Chapter 9, Problem 9.69RE

a)

To determine

To perform hypothesis test for one sample proportion $\widehat{p}$ .

Answer to Problem 9.69RE

There is not sufficient evidence to support the claim that the majority of U.S. teens would say that young people should wait to have sex until they are married.

Explanation of Solution

Given:

Sample size = n = 439

  $x$ = 246

Confidence level = 0.95

Claim: Proportion is higher than 50%.

Formula:

Sample proportion:

  $\widehat{p}=\frac{x}{n}$

Test statistic:

  $z=\frac{\widehat{p}-p_0}{\sqrt{p_0(1-p_0)/n}}$

Calculation:

The sample proportion is,

  $\widehat{p}=\frac{246}{439}=0.5604$

Null and alternative hypothesis:

  $\begin{array}{l}{H}_o:p=0.5\\ H_a:p>0.5\end{array}$

This corresponding to a one-tailed test, for which a z-test for one population proportion needs to be used.

Test statistic:

  $z=\frac{0.5604-0.5}{\sqrt{0.5(1-0.5)/439}}=2.53$

Test statistic z = 2.53

Using the P-value approach:

  $\begin{array}{l}P\left(Z>2.53\right)=1-P\left(Z<2.53\right)\\ P\left(Z>2.53\right)=1-0.9943=0.0057\end{array}$

The p-value is p = 0.0057

Using excel formula, =NORMSDIST(2.53)

And a = 0.05

Since p = 0.0057 <0.05, it is concluded that the Null Hypothesis is rejected.

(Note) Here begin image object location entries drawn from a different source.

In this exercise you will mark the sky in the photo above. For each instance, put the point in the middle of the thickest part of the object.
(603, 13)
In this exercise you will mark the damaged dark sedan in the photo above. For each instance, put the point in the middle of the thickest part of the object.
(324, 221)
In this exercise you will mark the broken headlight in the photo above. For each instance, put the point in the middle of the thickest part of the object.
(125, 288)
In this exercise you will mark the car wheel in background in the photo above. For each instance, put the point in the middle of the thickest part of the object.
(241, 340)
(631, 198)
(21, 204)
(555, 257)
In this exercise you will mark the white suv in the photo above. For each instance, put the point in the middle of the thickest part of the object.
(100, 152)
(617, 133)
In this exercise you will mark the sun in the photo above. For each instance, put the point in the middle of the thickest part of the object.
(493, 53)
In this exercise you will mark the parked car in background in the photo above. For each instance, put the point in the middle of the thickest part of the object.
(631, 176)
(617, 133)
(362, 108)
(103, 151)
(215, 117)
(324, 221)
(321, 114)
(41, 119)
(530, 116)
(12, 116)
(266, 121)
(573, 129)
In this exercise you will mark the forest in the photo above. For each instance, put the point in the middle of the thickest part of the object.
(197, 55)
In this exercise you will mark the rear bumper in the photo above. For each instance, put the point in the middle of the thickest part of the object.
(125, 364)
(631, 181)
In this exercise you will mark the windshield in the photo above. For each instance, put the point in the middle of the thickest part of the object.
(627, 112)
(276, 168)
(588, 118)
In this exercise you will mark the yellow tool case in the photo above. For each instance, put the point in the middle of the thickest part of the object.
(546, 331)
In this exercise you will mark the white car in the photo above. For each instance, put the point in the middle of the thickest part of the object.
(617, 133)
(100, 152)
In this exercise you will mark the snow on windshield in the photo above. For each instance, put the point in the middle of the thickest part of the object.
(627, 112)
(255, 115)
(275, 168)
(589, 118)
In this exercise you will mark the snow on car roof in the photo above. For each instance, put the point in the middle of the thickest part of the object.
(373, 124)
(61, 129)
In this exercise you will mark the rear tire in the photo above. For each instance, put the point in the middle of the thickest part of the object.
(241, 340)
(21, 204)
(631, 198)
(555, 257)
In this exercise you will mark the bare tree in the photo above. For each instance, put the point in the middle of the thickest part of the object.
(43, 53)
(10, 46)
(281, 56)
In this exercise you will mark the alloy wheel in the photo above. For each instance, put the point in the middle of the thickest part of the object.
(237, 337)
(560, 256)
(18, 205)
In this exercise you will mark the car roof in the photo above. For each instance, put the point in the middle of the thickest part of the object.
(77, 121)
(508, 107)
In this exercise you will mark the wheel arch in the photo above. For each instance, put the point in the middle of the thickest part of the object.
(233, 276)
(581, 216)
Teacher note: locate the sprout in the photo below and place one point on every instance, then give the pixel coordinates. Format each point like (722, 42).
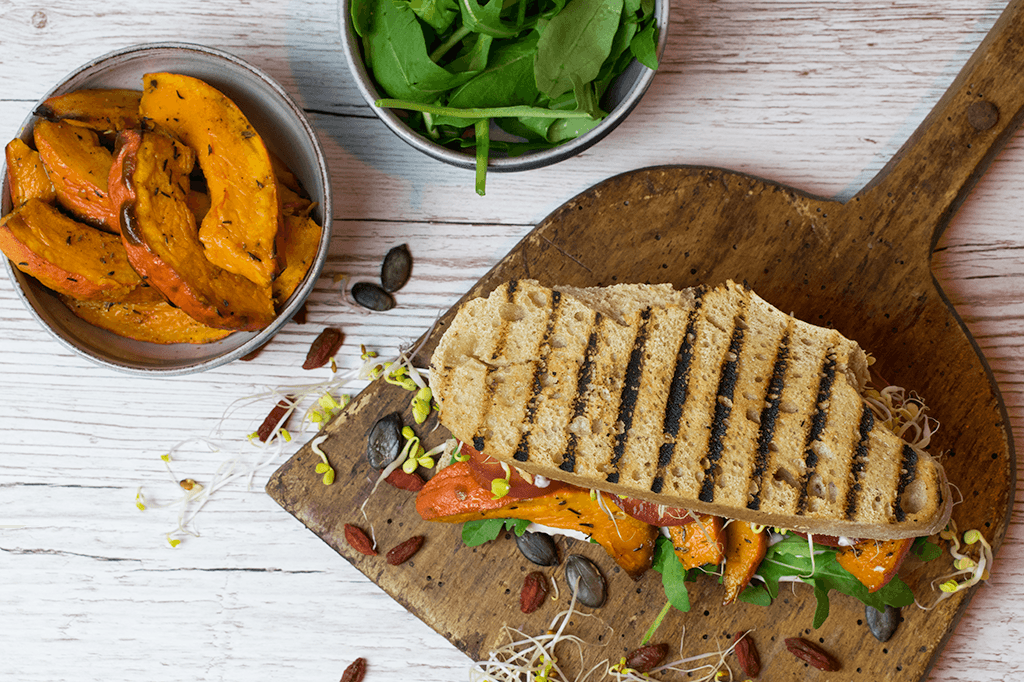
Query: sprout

Conclusion: There is not sufficient evidence to support the claim that the majority of U.S. teens would say that young people should wait to have sex until they are married.

b)

To determine

To find the confidence interval for population proportion.

Answer to Problem 9.69RE

The 95% confidence interval is (0.514,0.607)

Explanation of Solution

Given:

Sample proportion: $\widehat{p}=0.5604$

Confidence level = c = 95% = 0.95

Sample size = n = 439

Formula:

Margin of error:

  $E=Z_{\alpha /2}\times \sqrt{\frac{\widehat{p}(1-\widehat{p})}{n}}$

Confidence interval:

  $(\widehat{p}-E,\widehat{p}+E)$

Confidence level = c = 95% = 0.95

So, level of significance = a = 1-0.95 = 0.05

Z _a/2 = 1.96 …Using excel function, =ABS(NORMSINV(1-0.05/2))

Margin of error is,

  $E=1.96\times \sqrt{\frac{0.5604(1-0.5604)}{439}}=0.046$

Therefore, the 95% confidence interval is,

  $(0.5604-0.046,0.5604+0.046)=(0.514,0.607)$

Hence, we are 95% confidence that the true population proportion of heads is between 0.514 and 0.607.

c)

To determine

To explain whether from inference a) and b), teens are actually telling the truth.

Answer to Problem 9.69RE

No.

Explanation of Solution

Before using inference, we always assume that the truth was told. Therefore, inference does not determine whether truth actually told or not. Its just try to give evidence for given claim.